By Ben Olson
Since its inception in 1995, the annual Long Bridge Swim has seen tens of thousands of swimmers cross the long stretch of water alongside the iconic Long Bridge. Some compete with all their might, others laugh and smile at their friends and family swimming by their side. It’s the perfect mix of health, competition and fun.
The 27th annual Long Bridge Swim will take place Saturday, Aug. 6. There will be a mandatory safety meeting at Sandpoint High School at 8 a.m., followed by shuttles taking all swimmers to the south end of the Long Bridge where the swim will commence. Those interested in registering should visit longbridgeswim.org before the Friday, Aug. 5 deadline, which is the last chance to submit registration. There will be no race-day registration.
The event was founded by Eric Ridgeway in 1995, who wanted to establish a positive community event in Sandpoint. The first year, just 68 people took part. Attendance in recent years has averaged around 700 participants.
“My fondest memories from being the founder of the event and the director for the first 19 years are two things,” Ridgeway told the Reader in 2021. “Working with the wonderful and cheerful volunteers who make it all possible, and the sense of accomplishment from the swimmers who are not the greatest swimmers — they have never been on a swim team and were so nervous that they may not be able to make it — but they persevered and they felt encouraged along the way by the awesome kayakers and all the fans walking along the bridge cheering for them.”
As Ridgeway pointed out, the Long Bridge Swim isn’t just for avid swimmers. In fact, people of all ages and body types turn out in droves for the event.
“We had a woman who did it a number of years with MS, and she wanted us to unceremoniously dump her off the dock from her wheelchair — at her insistence — so she could swim the event,” said Jim Zuberbuhler, who took over as director after Ridgeway’s 20 years of stewardship. “We’ve had a couple of parapalegics, deaf and blind swimmers, a couple of morbidly obese people, which is really great.”
Zuberbuhler is also very thankful for the small army of volunteers it takes to run this event every year.

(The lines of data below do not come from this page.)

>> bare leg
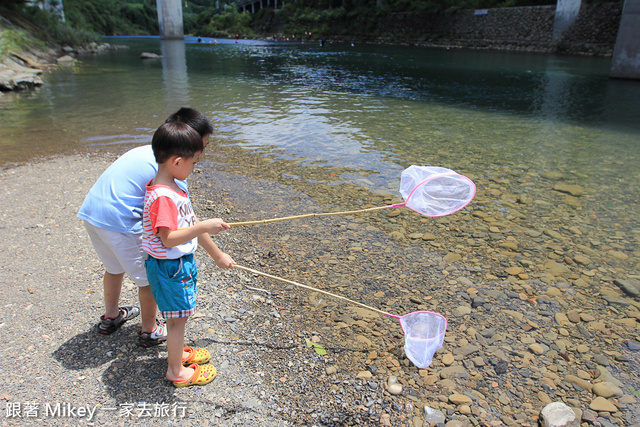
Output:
[104,271,124,319]
[138,285,158,332]
[167,317,194,381]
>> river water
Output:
[0,37,640,424]
[0,37,640,233]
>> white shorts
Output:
[83,221,149,287]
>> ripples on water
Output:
[0,38,640,227]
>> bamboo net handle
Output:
[233,264,388,317]
[229,205,395,227]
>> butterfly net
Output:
[400,165,476,217]
[400,311,447,369]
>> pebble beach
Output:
[0,147,640,427]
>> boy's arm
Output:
[158,218,231,252]
[198,233,236,268]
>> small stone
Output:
[423,405,446,425]
[449,393,473,405]
[444,252,462,262]
[505,267,522,276]
[589,396,618,412]
[540,402,580,427]
[529,344,544,356]
[453,305,471,316]
[613,279,640,297]
[387,383,402,396]
[591,381,624,399]
[356,371,373,380]
[442,353,455,366]
[567,311,582,323]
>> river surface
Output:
[0,37,640,244]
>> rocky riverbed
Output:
[0,147,640,427]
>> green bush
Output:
[197,2,255,37]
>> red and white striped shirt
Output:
[142,181,198,259]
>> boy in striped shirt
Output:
[142,122,235,387]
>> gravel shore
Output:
[0,153,640,427]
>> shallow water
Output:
[0,38,640,241]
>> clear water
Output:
[0,38,640,231]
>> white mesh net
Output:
[400,165,476,217]
[400,311,447,369]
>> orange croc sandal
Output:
[182,347,211,366]
[171,363,216,387]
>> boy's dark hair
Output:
[164,107,213,138]
[151,122,204,163]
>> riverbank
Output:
[0,147,640,427]
[0,12,127,96]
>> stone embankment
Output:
[350,2,622,55]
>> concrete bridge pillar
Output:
[551,0,581,43]
[156,0,184,40]
[610,0,640,79]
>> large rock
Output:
[540,402,580,427]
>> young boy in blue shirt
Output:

“We have a very committed group of people who run their areas,” he told the Reader. “They are so committed, so passionate about this. … We have no ego conflicts, no personality clashes. Everybody’s committed to the entire enterprise.”

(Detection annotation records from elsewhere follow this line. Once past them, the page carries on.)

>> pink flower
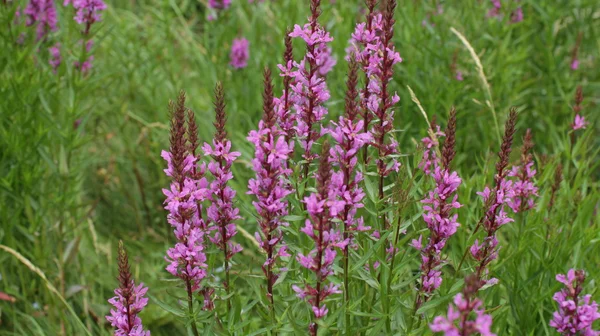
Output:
[229,38,250,69]
[23,0,57,40]
[573,114,589,131]
[550,269,600,336]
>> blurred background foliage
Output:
[0,0,600,335]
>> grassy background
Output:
[0,0,600,335]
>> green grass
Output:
[0,0,600,335]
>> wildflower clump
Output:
[550,269,600,336]
[106,241,150,336]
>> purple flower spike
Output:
[248,68,292,303]
[229,38,250,69]
[412,108,462,307]
[288,0,336,171]
[550,269,600,336]
[202,83,242,307]
[429,275,496,336]
[23,0,57,40]
[106,241,150,336]
[161,92,208,295]
[293,142,349,335]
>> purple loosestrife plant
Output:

The last chance to register for the swim is during early packet pickup from 5:30-7 p.m. at Sandpoint High School, 410 Division St. Those who want to pick up their packets on race day may do so Saturday, Aug. 6 from 6:30-7:30 a.m. At Sandpoint High School. Lines can get considerably long after 7:15 a.m., so plan accordingly. The mandatory safety meeting starts at 8 a.m. while the swim starts at 9 a.m. Fast swimmers who want to start in the water should load onto the front buses.
While the Long Bridge Swim is a lot of fun, it’s also an important fundraiser to help teach young people swim lessons in Sandpoint.
“Our entry fees offset event expenses, but we use the balance to provide swim lessons for local children,” according to the organization’s website. “The mission of our initiative is to see that no child in Bonner County gets past third grade without learning to swim. We hope for additional donations to support this life-saving and life-changing program.”